In certain climates, cooling systems can save over 70% in annual energy costs by operating in economizer mode, corresponding to a reduction of over 15% in annualized power usage effectiveness (PUE). http://www.climate-charts.com/World-Climate-Maps.html
Operating in economizer mode saves energy by utilizing outdoor air during colder months of the year allowing refrigerant-based cooling components like chillers and compressors to be shut off or operated at a reduced capacity. In some climates cooling systems can operate primarily in economizer mode allowing the refrigerant-based modes (i.e. mechanical cooling) to serve as the secondary mode of operation or backup. The American Society of Heating, Refrigerating and Air-conditioning (ASHRAE) Standard 90.1 specifies the requirements for airside economizers. http://www.ashrae.org/standards-research–technology/advanced-energy-design-guides
It is this concept of a bypass of the compressor function that is central to all economizer modes.
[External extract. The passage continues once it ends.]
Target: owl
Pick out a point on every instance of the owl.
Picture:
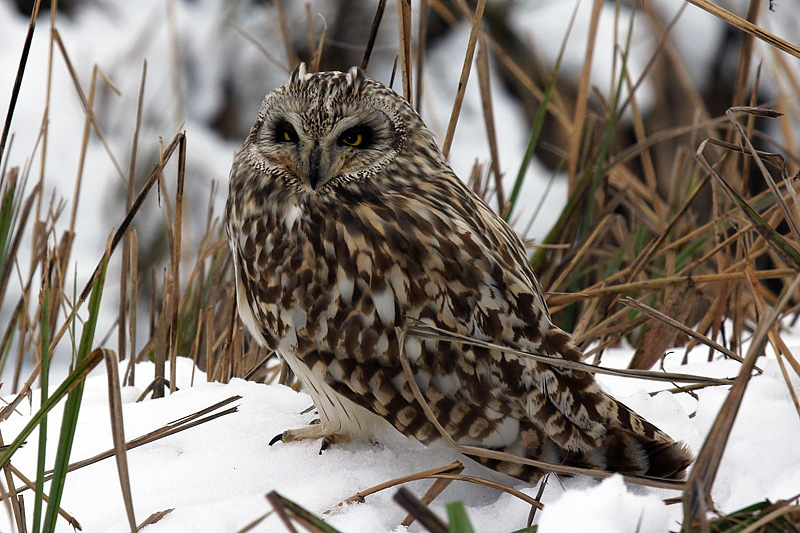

Historically, building an economizer mode into a data center cooling system was only justified in situations with extremely favourable weather conditions, such as high latitudes. However, economizer modes are now considered advantageous in almost all locations because data centers spend considerable time operating at light load.
An economizer mode must take advantage of a wide range of outdoor conditions in order to maximize the number of economizer mode hours and save energy. However, in periods of extreme hot outdoor conditions, it is necessary to at least partially depend on a refrigerant-based mode (i.e. mechanical cooling) to reliably maintain data center environmental conditions while saving energy.
The transition between economizer mode and refrigerant-based mode can be very complicated and could result in a temporary loss of cooling during the transition. Ultimately, the reliability of this transition rests on the controls. The control system for standardized pre-engineered cooling systems with integrated economizer mode is developed in conjunction with the hardware. This makes the control system inherently more reliable than customized control systems developed for unique cooling system installations in the field.
Air conditioner bypass via air heat exchanger or via heat wheel economizer modes have the simplest control systems. The most complex economizer mode control system is the chiller bypass via heat exchanger due to the dead band between the low condenser water temperature required by the plate-and-frame heat exchanger and the higher condenser water temperature required by the chiller.